City of York Council is 'too small to be truly effective' and has a 'track record of instability hampering progress', York Outer MP Julian Sturdy says.

In a column in The Press today urging the case for York to merge with Selby, Ryedale and Scarborough, the MP says: "Since I was first selected as the Conservative Party candidate for York Outer in 2007, City of York Council has had four administrations with four different political make-ups.

"We have had a local plan, scrapped a local plan, rewritten a local plan and are now seemingly making no progress on adopting the local plan.

"Our Community Stadium took two decades to progress from idea to reality, running over time and over budget.

"To me it is clear that currently our local authority is too small to be truly effective. We already coordinate NHS, fire and police services across a larger geographical footprint than our city, so why can we not do the same for local government?"

Mr Sturdy says the city council has 'allocated an ample share of their communication budget – or residents’ council tax money – on promoting only one option available for devolution, which would effectively mean no change to York'.

"I will therefore take the chance to ...promote the other option, which I feel has the potential to solve many longstanding issues affecting our city while cashing in on the full potential of devolution," he says.

"I favour the East-West model which would halve the county of North Yorkshire to create two unitary authorities with a roughly equal population and economy.
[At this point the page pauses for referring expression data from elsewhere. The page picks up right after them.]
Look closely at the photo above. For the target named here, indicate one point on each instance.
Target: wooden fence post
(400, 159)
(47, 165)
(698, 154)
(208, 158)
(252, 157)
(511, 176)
It would allow us to streamline services and deliver a minimum of £33 million in savings, which could be passed on to residents."

Responding to Mr Sturdy's comments, council leader Keith Aspden said today that the model supported by the MP, which was put forward by North Yorkshire's district councils, would involve 'merging York into a distant and undemocratic council, stretching from the outskirts of Redcar and Cleveland to those of Doncaster, along the east coast'.

"This council would be 65 miles north to south and 45 miles east to west," he said. "A council such as this would centralise decision-making, remove local accountability and weaken local community engagement in York. To suggest that a council covering such a huge geographical area, across wide varieties of disparate communities, would retain accountability to local people defies logic."

Cllr Aspden added: "Contrary to claims that an East-West council proposal would involve budget savings and provide better value for taxpayer’s money, it would actually, according to an international accountancy firm, lead to an increase in council tax of £117 for a Band D property.

"On top of this, resources would inevitably be diverted away from York to subsidise services being delivered in more expensive rural and coastal communities. York's residents would simply end up paying more to receive less. "In the midst of an international pandemic, it makes more sense to back proposals that cause as little disruption as possible to allow councils to concentrate on recovery at this critical time."